During a staff meeting this week one of my colleagues mentioned that he noted that a MerlinOne customer had received over 5,000 images in an hour. Wow, that’s a lot of pictures to edit. Of course, there is a sporting event in London going on right now, and so it would be expected that there would be an increased amount of photographic content flowing to our newspaper customers. Their Merlin digital asset management tools not only kept up with the inputs, Merlin could have handled more.
Our Merlin 5 rich client gives picture editors the tools they need to efficiently go through large volumes of pictures on deadline to find just the right ones to publish.
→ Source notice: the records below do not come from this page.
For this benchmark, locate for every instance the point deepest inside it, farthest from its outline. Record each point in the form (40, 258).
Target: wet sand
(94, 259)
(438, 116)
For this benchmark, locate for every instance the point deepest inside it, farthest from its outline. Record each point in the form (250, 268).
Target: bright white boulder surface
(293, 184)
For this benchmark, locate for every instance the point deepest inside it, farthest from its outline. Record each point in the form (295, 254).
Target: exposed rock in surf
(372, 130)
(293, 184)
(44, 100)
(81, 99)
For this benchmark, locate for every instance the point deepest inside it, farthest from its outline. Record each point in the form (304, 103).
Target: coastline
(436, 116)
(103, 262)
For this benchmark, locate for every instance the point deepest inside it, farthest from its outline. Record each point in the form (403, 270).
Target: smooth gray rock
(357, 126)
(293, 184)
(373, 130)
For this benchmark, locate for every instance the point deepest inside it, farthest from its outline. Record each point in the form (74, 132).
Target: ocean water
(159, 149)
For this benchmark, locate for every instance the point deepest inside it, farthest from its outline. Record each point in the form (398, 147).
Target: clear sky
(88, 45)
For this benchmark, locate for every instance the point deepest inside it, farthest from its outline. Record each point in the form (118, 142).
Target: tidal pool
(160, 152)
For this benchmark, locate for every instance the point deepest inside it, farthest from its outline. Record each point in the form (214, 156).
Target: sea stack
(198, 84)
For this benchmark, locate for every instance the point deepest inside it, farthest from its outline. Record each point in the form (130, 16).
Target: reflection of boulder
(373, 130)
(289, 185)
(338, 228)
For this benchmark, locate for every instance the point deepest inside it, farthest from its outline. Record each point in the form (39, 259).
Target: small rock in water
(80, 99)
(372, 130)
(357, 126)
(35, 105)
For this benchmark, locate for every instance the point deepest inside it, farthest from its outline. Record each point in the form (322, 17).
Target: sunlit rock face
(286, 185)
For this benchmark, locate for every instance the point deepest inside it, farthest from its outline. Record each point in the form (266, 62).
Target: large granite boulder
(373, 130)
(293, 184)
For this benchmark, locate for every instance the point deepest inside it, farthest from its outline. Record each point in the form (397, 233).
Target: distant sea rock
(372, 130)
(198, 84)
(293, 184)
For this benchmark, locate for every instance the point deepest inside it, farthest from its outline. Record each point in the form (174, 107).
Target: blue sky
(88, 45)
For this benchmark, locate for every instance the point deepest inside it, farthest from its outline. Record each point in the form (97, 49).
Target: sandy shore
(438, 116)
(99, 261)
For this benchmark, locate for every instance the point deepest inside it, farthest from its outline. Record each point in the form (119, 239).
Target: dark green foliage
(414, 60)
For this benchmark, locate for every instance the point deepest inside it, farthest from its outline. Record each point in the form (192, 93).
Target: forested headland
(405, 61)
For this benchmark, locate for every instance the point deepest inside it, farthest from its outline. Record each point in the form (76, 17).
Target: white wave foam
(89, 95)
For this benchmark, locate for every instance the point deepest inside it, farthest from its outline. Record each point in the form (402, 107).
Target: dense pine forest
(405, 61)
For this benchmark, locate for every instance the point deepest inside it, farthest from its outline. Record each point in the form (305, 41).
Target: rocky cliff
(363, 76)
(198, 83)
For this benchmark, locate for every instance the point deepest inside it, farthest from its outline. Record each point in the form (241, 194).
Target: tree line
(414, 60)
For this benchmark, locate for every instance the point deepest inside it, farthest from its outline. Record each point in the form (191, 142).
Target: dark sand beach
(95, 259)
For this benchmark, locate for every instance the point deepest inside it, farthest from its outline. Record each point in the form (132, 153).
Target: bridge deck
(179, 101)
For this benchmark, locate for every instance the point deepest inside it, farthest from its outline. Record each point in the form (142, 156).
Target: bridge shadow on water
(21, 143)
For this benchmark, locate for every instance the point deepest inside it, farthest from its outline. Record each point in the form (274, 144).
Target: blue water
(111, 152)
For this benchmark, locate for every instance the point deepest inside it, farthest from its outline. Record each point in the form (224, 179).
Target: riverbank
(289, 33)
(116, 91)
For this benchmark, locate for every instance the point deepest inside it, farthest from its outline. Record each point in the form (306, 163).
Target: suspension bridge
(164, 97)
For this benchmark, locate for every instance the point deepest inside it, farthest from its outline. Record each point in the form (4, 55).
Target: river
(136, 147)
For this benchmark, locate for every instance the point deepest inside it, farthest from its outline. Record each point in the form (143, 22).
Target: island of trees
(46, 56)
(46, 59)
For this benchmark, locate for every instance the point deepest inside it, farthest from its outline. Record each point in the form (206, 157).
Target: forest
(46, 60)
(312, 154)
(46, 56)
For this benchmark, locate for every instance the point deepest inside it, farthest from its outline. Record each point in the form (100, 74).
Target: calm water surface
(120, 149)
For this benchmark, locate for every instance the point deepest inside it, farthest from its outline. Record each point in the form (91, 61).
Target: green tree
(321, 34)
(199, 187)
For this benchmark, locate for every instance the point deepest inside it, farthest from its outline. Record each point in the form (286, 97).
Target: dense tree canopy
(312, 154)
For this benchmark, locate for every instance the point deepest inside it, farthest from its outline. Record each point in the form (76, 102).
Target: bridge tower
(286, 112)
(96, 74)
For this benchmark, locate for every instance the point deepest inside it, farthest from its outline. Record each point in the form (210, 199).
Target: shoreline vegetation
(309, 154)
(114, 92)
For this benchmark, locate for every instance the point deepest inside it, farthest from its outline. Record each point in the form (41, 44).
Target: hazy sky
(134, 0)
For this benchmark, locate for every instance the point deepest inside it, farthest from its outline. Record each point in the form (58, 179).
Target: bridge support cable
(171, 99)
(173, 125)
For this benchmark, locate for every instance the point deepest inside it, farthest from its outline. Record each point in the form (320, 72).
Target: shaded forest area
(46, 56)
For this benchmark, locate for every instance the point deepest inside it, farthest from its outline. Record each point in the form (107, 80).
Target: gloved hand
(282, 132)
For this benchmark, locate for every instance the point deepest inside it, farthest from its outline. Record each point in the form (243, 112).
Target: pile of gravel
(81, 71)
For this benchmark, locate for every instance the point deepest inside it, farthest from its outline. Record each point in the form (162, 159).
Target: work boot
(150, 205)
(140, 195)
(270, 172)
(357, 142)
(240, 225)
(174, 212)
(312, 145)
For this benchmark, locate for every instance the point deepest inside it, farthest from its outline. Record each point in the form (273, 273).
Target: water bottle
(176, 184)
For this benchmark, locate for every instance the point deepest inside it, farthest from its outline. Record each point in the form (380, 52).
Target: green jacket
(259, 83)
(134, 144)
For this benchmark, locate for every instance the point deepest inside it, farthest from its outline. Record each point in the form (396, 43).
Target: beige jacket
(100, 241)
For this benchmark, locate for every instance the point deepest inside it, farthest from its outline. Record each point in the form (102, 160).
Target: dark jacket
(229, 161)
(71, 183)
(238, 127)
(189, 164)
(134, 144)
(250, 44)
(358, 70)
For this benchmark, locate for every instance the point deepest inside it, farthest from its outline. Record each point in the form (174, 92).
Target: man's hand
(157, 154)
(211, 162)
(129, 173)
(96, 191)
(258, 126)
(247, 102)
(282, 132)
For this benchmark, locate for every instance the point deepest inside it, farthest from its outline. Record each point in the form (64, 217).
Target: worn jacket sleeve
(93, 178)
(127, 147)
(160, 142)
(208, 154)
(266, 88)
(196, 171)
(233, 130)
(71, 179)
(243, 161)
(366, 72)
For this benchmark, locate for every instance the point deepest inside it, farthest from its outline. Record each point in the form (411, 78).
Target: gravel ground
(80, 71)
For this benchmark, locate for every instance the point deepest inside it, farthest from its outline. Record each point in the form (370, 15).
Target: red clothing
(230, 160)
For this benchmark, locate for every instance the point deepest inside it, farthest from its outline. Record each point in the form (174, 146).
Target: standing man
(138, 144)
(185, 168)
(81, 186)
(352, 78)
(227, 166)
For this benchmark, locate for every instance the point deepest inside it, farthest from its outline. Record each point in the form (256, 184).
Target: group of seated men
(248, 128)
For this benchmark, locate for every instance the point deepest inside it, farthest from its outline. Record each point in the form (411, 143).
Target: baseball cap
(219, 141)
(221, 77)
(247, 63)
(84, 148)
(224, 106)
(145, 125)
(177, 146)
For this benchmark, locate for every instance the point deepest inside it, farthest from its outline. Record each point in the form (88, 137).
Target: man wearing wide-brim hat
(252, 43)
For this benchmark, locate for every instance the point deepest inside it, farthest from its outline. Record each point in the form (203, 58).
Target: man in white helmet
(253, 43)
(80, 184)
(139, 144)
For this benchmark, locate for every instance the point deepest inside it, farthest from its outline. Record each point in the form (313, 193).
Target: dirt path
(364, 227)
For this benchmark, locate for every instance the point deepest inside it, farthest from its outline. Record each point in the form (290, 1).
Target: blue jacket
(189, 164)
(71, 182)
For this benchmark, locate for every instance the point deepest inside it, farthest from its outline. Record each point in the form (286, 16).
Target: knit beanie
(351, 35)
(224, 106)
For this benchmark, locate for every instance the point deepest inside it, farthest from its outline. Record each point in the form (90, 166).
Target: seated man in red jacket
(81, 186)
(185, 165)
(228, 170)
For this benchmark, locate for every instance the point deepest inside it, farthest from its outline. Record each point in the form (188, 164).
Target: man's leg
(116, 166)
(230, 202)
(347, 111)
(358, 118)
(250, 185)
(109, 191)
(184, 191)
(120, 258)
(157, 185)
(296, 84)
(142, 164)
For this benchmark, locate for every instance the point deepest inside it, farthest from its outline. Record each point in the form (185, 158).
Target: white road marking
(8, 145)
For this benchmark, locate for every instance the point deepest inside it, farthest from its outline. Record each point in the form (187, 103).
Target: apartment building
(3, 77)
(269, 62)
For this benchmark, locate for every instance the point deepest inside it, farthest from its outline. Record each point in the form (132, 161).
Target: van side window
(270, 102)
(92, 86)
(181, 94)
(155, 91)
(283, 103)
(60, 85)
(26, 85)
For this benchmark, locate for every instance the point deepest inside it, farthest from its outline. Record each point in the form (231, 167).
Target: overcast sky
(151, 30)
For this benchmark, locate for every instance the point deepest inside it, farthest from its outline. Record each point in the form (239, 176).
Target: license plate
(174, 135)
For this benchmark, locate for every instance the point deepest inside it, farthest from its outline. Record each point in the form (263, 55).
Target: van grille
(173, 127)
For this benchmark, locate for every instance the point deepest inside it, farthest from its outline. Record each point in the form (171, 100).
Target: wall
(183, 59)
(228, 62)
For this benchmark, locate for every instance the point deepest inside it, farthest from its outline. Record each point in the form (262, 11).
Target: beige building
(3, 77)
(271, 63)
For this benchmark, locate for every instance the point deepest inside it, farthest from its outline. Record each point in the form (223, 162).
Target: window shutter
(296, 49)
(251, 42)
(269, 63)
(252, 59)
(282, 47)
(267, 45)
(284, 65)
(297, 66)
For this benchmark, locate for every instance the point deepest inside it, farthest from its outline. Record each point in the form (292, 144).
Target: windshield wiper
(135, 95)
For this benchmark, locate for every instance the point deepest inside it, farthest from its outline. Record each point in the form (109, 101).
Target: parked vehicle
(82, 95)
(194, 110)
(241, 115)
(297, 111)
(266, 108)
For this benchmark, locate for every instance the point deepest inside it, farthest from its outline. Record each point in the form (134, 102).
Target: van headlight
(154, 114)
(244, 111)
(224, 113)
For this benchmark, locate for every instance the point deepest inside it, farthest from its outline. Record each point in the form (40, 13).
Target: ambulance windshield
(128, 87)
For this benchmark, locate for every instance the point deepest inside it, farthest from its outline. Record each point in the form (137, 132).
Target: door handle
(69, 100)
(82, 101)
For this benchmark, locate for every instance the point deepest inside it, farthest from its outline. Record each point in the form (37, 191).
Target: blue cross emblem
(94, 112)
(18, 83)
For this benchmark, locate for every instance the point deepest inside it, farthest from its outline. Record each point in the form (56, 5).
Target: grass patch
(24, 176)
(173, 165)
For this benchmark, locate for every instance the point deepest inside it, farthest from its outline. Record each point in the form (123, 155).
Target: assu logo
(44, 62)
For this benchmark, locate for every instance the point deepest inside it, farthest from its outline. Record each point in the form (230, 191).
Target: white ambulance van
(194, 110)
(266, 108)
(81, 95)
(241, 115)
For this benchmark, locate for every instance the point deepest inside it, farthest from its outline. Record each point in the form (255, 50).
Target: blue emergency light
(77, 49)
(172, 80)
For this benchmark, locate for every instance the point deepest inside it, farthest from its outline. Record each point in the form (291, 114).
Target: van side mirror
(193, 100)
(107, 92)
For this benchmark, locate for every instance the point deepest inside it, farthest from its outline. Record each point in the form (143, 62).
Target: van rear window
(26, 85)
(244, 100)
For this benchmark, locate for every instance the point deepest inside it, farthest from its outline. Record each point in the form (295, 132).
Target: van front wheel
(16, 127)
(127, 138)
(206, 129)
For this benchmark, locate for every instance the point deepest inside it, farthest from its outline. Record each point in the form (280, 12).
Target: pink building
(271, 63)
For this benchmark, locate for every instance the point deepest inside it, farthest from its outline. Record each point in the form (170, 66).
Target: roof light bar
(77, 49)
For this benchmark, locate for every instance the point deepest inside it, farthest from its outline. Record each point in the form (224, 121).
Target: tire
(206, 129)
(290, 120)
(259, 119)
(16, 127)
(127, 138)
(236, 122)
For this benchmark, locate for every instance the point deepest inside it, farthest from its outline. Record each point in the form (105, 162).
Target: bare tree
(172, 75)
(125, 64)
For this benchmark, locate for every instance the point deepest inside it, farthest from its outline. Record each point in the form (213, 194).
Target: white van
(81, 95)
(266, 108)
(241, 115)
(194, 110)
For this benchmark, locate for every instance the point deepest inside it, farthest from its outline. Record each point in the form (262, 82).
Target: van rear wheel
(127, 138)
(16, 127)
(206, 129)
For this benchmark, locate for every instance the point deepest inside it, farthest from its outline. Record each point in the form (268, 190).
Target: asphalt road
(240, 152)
This made me curious, so I went and looked at some statistics for some of our customers.
One customer has received over 350,000 items over the last ten days. That averages, of course, to 35,000 per day. Another, over 150,000 photos in the same 10-day time frame. That’s a lot of pictures to look at. During one 24-hour period this particular customer saw over 24,000 pictures. That does not match the 5,000/hour noted by our customer service team, but that is still a lot of pictures to manage in a very short period of time. It should be noted that Merlin can process in excess of 7,000 images per hour, so it was no surprise that we kept up with the Olympic-sized volume.
The Olympic motto is Citius, Altius, Fortius, which is Latin for ” Faster, Higher, Stronger.” While the athletes do their part to live up to the motto, MerlinOne, in our own way, helps our customers live up to it as well. Certainly the “Faster” portion.
Not only did our customers store huge numbers of pictures every day of the Olympics, because we index new content and associated metadata on the fly as part of the import process, pictures can be searched for immediately, cropped in Merlin, and made available to other users, services and production systems. Using Merlin tools, editors at some of the largest newspapers in the world are able to find that gold medal photo for their web site or their front page.